A NATO nasceu com os americanos já nos Açores. Salazar foi obrigado a aceitar, com Londres à mistura, esta imposição da grande potência do outro lado do Atlântico. Ironicamente, as Lajes acabariam por fazer parte do seguro político de vida do ditador no pós-guerra, quando os ocidentais dela vencedores, já mergulhados na Guerra Fria com os soviéticos, decidiram não correr os riscos que uma abertura democrática na península ibérica poderia acarretar. A partir daí, as Lajes foram um barómetro interessante do estado das relações entre Lisboa e Washington. Porém, salvo algumas "marchandages" de oportunidade, que os cheques em dólares consagraram, Lisboa nunca conseguiu que a base se transformasse num instrumento ativo da sua política externa. A humilhação imposta pelos EUA a Marcello Caetano, em 1973, por ocasião da guerra do Yon Kippur, deixou bem clara a (ausência de) margem de manobra portuguesa na matéria. Todo o discurso sobre o assunto nas últimas quatro décadas, embrulhado pelos nossos esforçados atlantistas, não passou disso mesmo: de um discurso, que nunca atravessou o Attlântico. As Lajes são portuguesas mas o destino geopolítico em que elas se inserem, sendo embora por nós partilhado, não está sob o nosso controlo. Quem não perceber isto ou é ingénuo (e, por isso, perigoso) ou está de má-fé.

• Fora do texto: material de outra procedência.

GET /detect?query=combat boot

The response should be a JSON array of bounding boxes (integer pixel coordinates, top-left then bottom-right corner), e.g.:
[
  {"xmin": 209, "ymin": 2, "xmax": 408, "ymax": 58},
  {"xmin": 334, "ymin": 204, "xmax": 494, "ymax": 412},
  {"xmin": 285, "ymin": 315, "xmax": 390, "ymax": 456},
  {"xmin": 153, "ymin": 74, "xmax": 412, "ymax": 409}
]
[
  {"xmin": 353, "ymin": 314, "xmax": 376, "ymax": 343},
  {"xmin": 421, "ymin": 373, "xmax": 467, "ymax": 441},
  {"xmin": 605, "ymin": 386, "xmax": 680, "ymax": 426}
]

A que propósito é a Ucrânia aqui chamada? Porque a Ucrânia é também, a seu modo, uma "casualty" geopolítica. A Ucrânia é um espaço político que uma certa acrimónia face a Moscovo, que nos últimos anos raptou o discurso dentro da UE e da NATO, acabou por erigir num bizarro santuário da intocabilidade. A Rússia, que como entidade política está muito longe de ser "flor que se cheire", acabou por demonstrar na Crimeia (como já tinha feito na Geórgia) que não está disponível para deixar afetar os seus interesses estratégicos e que não permitirá que Kiev se transforme numa guarda avançada de quem ameaça o que considera ser o essencial da sua segurança. E que teme que a atual NATO seja isso mesmo. O Ocidente pensou que tinha ganho a Guerra Fria, depois de moldar quase toda a Europa central e de Leste ao seu "template", por via da UE e da NATO. E, depois, "explorando o sucesso", como gostam de dizer os militares, pensou que podia "ir por ali adiante" na sua cruzada democratizadora e homogenizadora. Só que o mundo real não funciona assim. Por muito que se alguns aceitem que os "bons" estão do lado de cá e os "maus" do lado de lá (nos meus tempos da OSCE, os russos diziam "a Leste de Viena"), a história da paz global ensina-nos que temos que viver lado-a-lado com os "maus". E estes, os "maus", também têm medos, inseguranças e perceções geopolíticas que - goste-se ou não! - têm de ser tidos em conta no quadro global, por muito pouco respeitáveis que possam ser considerados. A história mostrou já, à saciedade, que a Ucrânia é uma fronteira por onde passa hoje a divisão entre dois mundos que, uma vez mais, entraram num ciclo histórico de distanciação. Toda a fronteira têm dois lados e, por isso, a Ucrânia vai sempre ter dois lados.
Cada um a seu modo, os Açores e a Ucrânia são a prova provada, se acaso ela fosse necessária, de que a geografia tem muita força. Não se pode lutar contra ela, ou melhor, poder pode, só que depois saem caras as consequências dessa luta inútil. E irresponsável.